I have problems following the calculations in Griffiths' Introduction to Quantum Mechanics (Chapter 4.2.1):
If you apply the Schrödinger equation to the Coulomb potential you get the following differential equation:
$$\tag{4.56}
\frac{d^2u}{d\rho^2} ~=~ [1-\frac{\rho_0}{\rho} + \frac{\ell(\ell+1)}{\rho^2}]u.
$$
A few steps later my books substitutes $u(\rho)$ without explaining why this is allowed:
The next step is to peel of the asymptotic behavior, introducing a new function $v(\rho)$:
$$\tag{4.60}
u(\rho) ~=~ \rho^{\ell+1}e^{-\rho}v(\rho).
$$
How is this function still related to the Hydrogen atom? To me it looks like something total random.
Best Answer
As Lubos points out, you are allowed to make any substitutions you want as long as the new function is equivalent to the old one. In this case, substituting $u(\rho)=\rho^l e^{-\rho}v(\rho)$ is allowed because you can recover $u$ if you know $v$.
The question is, though, why would you choose exactly such a form? If you're just given it outright, it does look pretty random. However, there's method behind it.
Essentially, you've got an equation that's got very particular behaviour at both of its endpoints. Take, for example the $\rho\ll1$ limit: then the equation reads $$ \frac{d^2u}{d\rho^2}\approx\frac{\ell(\ell+1)}{\rho^2}u, $$ whose solutions are $u=\rho^l$ and $u=\rho^{-(l+1)}$ (which we reject as unphysical). Of course, this says nothing exact about the full solution but it does inform us about its asymptotic behaviour as $\rho\rightarrow0$.

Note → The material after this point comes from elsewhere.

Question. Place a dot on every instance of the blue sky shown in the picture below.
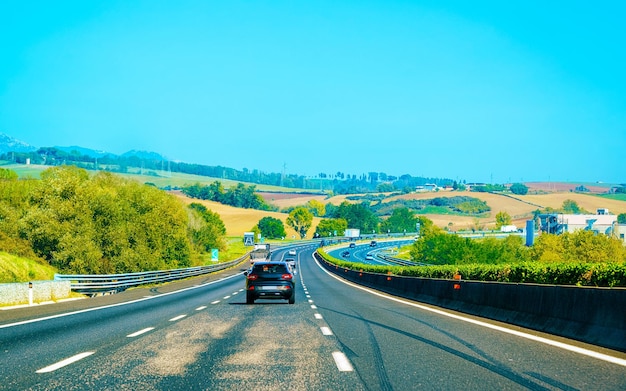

Similarly, in the $\rho\gg l$ limit you have $\frac{d^2u}{d\rho^2}\approx u$, so $u=e^{-\rho}$ (as $u=e^\rho$ is unphysical). Again, this only gives information about the asymptotics about $\rho\rightarrow\infty$.
So what have our limit games gained us? Formally, we know nothing about the exact solution, but we do know that it has to behave something like $u=\rho^le^{-\rho}\times\mathrm{some\, function}$. Plus, this new function will be better behaved than $u$ at the endpoints - constant at the origin and up to polynomial at infinity.
Thus, we make an informed guess and substitute $u=\rho^le^{-\rho}v(\rho)$, transforming the equation to the new variables, and hoping as we do so that the result will be a simpler equation. As it happens, it is both simpler and better behaved, with better-behaved singularities, and its solutions are now simple enough (the complexity being absorbed into the prefactors just discussed) that they are in fact polynomials.
In general, the exact form of the substitution will depend on the exact problem. One usually tries to do this kind of asymptotic analysis to try and distil away, slowly, the problem's complexity.